Figure 5 Parts of the fallopian tube and their transverse sections
Interstitial Portion
This segment is embedded within the uterine wall, measuring about 1 cm in length, and has the narrowest lumen.
Isthmic Portion
Located lateral to the interstitial portion, this segment is narrow and relatively straight, with a lumen that is slightly wider than the interstitial portion. It measures 2–3 cm in length, has relatively poor blood supply, and is the most common site for tubal ligation.
Ampulla Portion
Situated lateral to the isthmus, this segment has thin walls and a wider, convoluted lumen. It measures 5–8 cm in length and contains numerous folds. Fertilization typically occurs in this portion.
Fimbrial Portion
This is the outermost segment of the fallopian tube, measuring 1–1.5 cm in length. It opens into the peritoneal cavity and is equipped with numerous finger-like projections (fimbriae) that help capture ovulated eggs.
The wall of the fallopian tube consists of three layers:
- Outer Layer (Serosal Layer): This layer is derived from the peritoneum.
- Middle Layer (Smooth Muscle Layer): The contraction of this layer assists in capturing eggs, transporting fertilized eggs, and to some extent preventing retrograde menstrual flow and the spread of uterine cavity infections to the abdominal cavity.
- Inner Layer (Mucosal Layer): The mucosa is lined with a single layer of tall columnar epithelium, which consists of four types of cells: ciliated cells, non-ciliated cells, wedge cells, and undifferentiated cells. The cilia of ciliated cells beat to assist in the transport of fertilized eggs. Non-ciliated cells, also known as secretory cells, secrete mucus. Wedge cells may be precursors of non-ciliated cells, while undifferentiated cells, also known as reserve cells, serve as progenitor cells for the epithelium. Hormonal influences cause cyclical changes in muscle contraction and the morphology, secretory activity, and ciliation of the epithelial cells in the fallopian tubes.
Ovary
The ovaries are paired, oval-shaped gonads that produce and release eggs and secrete steroid hormones. They are suspended between the pelvic wall and the uterus by the infundibulopelvic ligaments (suspensory ligaments of the ovary) laterally and the ovarian ligaments medially. They are connected to the broad ligament via the mesovarium. The anterior border of the ovary contains the hilum, through which nerves and blood vessels enter and exit, traveling through the infundibulopelvic ligament and mesovarium. The posterior border of the ovary is free.

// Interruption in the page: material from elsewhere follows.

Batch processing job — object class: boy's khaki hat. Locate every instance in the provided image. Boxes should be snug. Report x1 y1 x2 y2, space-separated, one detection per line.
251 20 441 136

Figure 6 Diagram of the structure of the ovary
The size and shape of the ovaries vary with age. Before puberty, the ovarian surface is smooth. After puberty, during which ovulation begins, the surface gradually becomes irregular. In women of reproductive age, the ovaries measure approximately 4 cm × 3 cm × 1 cm, weigh about 5–6 g, and are grayish-white in color. After menopause, the ovaries gradually shrink, become firm, and are often difficult to palpate during gynecological examinations.

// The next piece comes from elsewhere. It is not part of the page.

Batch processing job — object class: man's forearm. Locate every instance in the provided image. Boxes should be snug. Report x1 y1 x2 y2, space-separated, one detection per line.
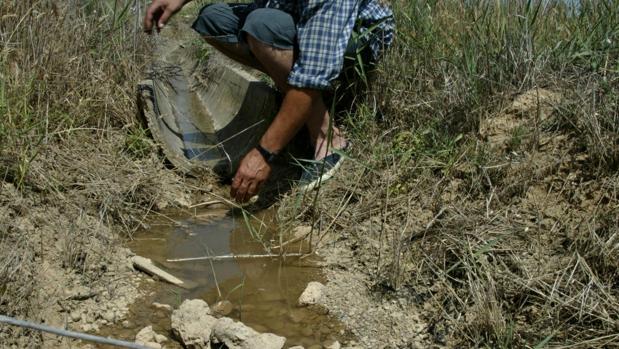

The surface of the ovary is covered by a layer of mesothelium derived from the peritoneum, termed the ovarian surface epithelium. Beneath this epithelium lies a dense layer of connective tissue called the tunica albuginea. Deeper within lies the ovarian parenchyma, which is divided into an outer cortex and an inner medulla.
Cortex
The cortex constitutes the main body of the ovary and contains connective tissue, fibrous tissue, various stages of developing follicles, corpora lutea, and their regressive remnants, as well as stromal tissue. The thickness of the cortex decreases with age.
Medulla
The medullary region is connected to the ovarian hilum and is composed of loose connective tissue, abundant blood vessels, nerves, lymphatic vessels, and a small amount of smooth muscle fibers continuous with the ovarian ligament.